Solid waste studies show a need to increase recycling and reuse in the region
Removing waste from your household is far more complex than simply taking it to the transfer station or having it trucked away by a private hauler. Ensuring that waste is handled correctly is critical to protecting the region's air, soil, and drinking water supplies.
According to the Massachusetts 2030 Solid Waste Master Plan, disposal capacity for municipal solid waste is expected to decrease statewide. Cape Cod towns have seen waste disposal contract prices increase twofold in recent years.
In 2020, Barnstable County contracted with two consultants on a pair of feasibility studies that analyze trends and identify options for future solid waste disposal and opportunities for increased waste diversion.
Geosyntec Consultants performed a municipal solid waste out-of-state disposal analysis, and Tetra Tech studied municipal solid waste diversion options for recyclable, reusable, and hard-to-dispose materials.

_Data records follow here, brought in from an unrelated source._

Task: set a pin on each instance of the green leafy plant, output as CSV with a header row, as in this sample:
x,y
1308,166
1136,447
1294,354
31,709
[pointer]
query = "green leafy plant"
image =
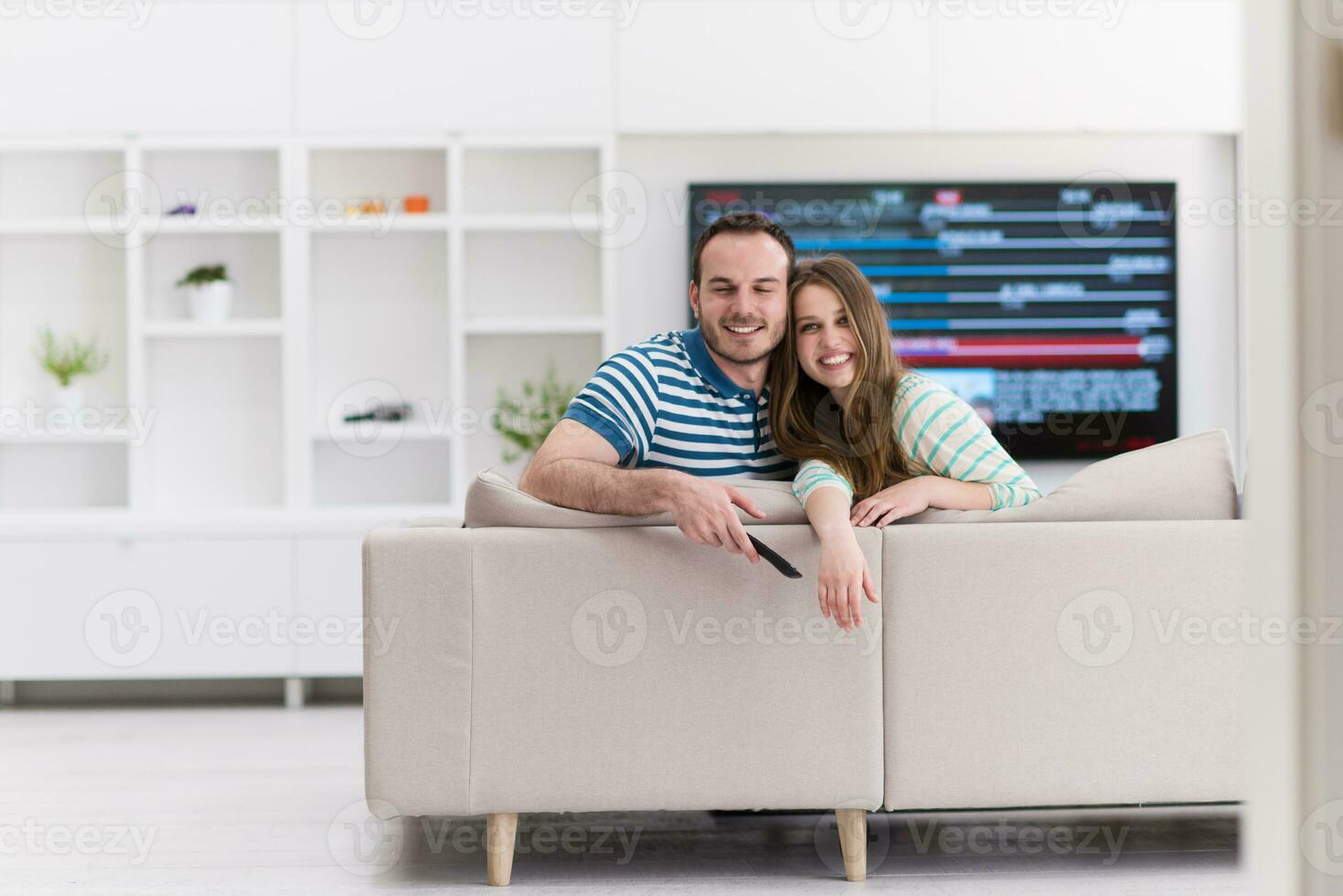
x,y
70,357
203,274
524,421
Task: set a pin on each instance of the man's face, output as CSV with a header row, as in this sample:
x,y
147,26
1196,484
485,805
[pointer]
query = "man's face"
x,y
741,301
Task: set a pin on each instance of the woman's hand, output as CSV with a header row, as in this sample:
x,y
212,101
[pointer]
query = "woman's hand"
x,y
902,498
844,581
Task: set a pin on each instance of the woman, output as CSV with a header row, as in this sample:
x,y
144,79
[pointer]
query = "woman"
x,y
865,426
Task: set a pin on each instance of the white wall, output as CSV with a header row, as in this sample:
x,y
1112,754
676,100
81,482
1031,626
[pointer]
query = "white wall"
x,y
653,281
624,65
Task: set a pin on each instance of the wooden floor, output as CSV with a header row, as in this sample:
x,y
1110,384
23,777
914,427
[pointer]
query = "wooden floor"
x,y
271,801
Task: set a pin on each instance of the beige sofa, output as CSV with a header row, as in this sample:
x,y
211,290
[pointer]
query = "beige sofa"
x,y
549,660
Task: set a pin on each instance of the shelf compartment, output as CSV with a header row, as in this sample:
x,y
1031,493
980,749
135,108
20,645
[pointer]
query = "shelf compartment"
x,y
532,274
252,265
495,361
351,175
410,472
77,286
37,473
205,329
225,185
62,183
378,321
515,180
217,437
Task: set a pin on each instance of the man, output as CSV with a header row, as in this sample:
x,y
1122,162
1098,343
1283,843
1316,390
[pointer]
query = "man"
x,y
660,421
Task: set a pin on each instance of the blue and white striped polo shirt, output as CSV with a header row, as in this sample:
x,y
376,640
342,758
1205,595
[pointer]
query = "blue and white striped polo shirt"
x,y
665,403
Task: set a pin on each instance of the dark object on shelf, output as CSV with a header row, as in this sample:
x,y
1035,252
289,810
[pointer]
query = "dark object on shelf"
x,y
378,411
775,560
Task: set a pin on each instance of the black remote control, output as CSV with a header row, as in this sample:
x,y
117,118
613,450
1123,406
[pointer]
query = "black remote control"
x,y
775,560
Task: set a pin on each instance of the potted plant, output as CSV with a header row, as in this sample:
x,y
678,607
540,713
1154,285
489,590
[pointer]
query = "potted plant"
x,y
68,361
526,421
209,294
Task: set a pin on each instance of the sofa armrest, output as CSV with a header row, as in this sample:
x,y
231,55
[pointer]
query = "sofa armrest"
x,y
1050,663
418,681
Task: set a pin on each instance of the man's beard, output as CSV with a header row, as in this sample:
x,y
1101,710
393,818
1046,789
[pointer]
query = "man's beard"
x,y
739,354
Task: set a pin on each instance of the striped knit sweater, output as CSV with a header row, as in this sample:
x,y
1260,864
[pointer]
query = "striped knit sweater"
x,y
942,435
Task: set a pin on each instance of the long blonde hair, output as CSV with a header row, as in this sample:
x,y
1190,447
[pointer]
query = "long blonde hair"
x,y
857,435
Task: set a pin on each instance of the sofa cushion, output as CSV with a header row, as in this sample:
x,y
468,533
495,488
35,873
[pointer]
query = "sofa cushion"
x,y
493,501
1186,478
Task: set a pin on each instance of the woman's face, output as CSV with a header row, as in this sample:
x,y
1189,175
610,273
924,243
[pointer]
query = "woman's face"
x,y
827,346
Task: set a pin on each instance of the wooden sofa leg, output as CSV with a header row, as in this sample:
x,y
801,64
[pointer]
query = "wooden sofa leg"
x,y
500,837
853,841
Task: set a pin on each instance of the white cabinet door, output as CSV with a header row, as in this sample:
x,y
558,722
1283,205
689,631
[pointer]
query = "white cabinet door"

The studies found that the region's waste stream doubles in tonnage from May through September, waste quantities continue to increase year to year, and the greatest opportunity for waste diversion is to increase recycling and reuse of construction and demolition materials and organics.
To further waste reduction, attention must be paid to diverting certain materials from our waste stream. For example, thirty percent of what we throw away is considered compostable; paper products, organic food waste, and yard waste.
Now that these studies are complete, the County can work with the towns to create educational outreach materials for the public and convene the region's 15 municipalities as partners in identifying opportunities for better environmental and economic outcomes. While it is likely that each town will retain its own transfer station, there are opportunities for shared regional and subregional processing facilities to enhance reuse and recycling and jointly negotiate disposal contracts – a practice that has saved the region millions of dollars.
Ultimately, realistic, achievable small steps taken by both municipal leaders and individuals will be the most effective way to reduce waste in the future.